Alshakhs Fatima, Alharthi Hana, Aslam Nida, Khan Irfan Ullah, Elasheri Mohamed
Department of Health Information Management & Technology, College of Public Health, Imam Abdulrahman Bin Faisal University, Dammam 34221-4237, Saudi Arabia.
Department of Computer Science, College of Computer Science and Information Technology, Imam Abdulrahman Bin Faisal University, Dammam 34221-4237, Saudi Arabia.
Int J Gen Med. 2020 Oct 2;13:751-762. doi: 10.2147/IJGM.S250334. eCollection 2020.
Predictive analytics (PA) is a new trending approach in the field of healthcare that uses machine learning to build a prediction model using supervised learning algorithms. Isolated coronary artery bypass grafting (iCABG), an open-heart surgery, is commonly performed in the treatment of coronary heart disease.

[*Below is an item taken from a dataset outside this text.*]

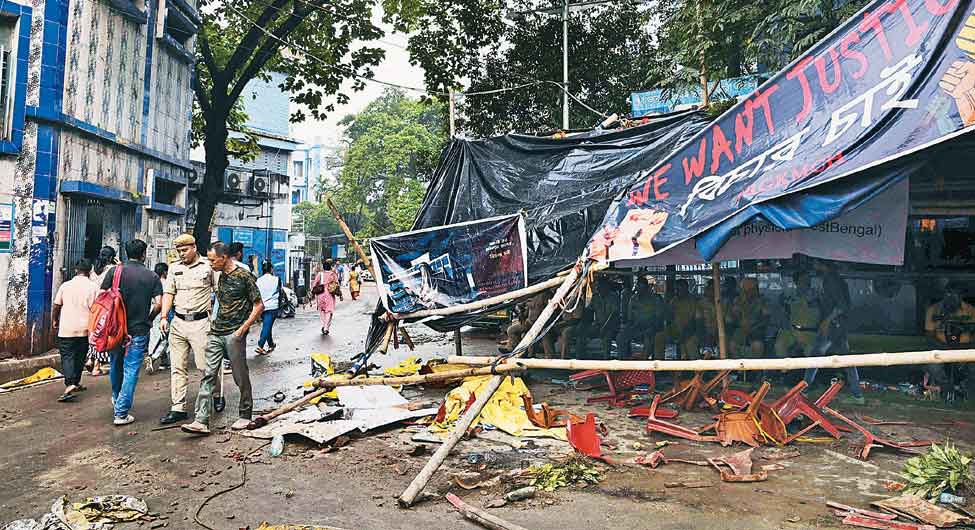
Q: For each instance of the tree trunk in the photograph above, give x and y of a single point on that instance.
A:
(215, 146)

The aim of this study was to develop and evaluate a model to predict postoperative length of stay (PLoS) for iCABG patients using supervised machine learning techniques, and to identify the features with the highest contribution to the model.
This is a retrospective study that uses historic data of adult patients who underwent isolated CABG (iCABG). After initial data pre-processing, data imputation using the kNN method was applied. The study used five prediction models using Naïve Bayes, Decision Tree, Random Forest, Logistic Regression and k Nearest Neighbor algorithms. Data imbalance was managed using the following widely used methods: oversampling, undersampling, "Both", and random over-sampling examples (ROSE). The features selection process was conducted using the Boruta method. Two techniques were applied to examine the performance of the models, (70%, 30%) split and cross-validation, respectively. Models were evaluated by comparing their performance using AUC and other metrics.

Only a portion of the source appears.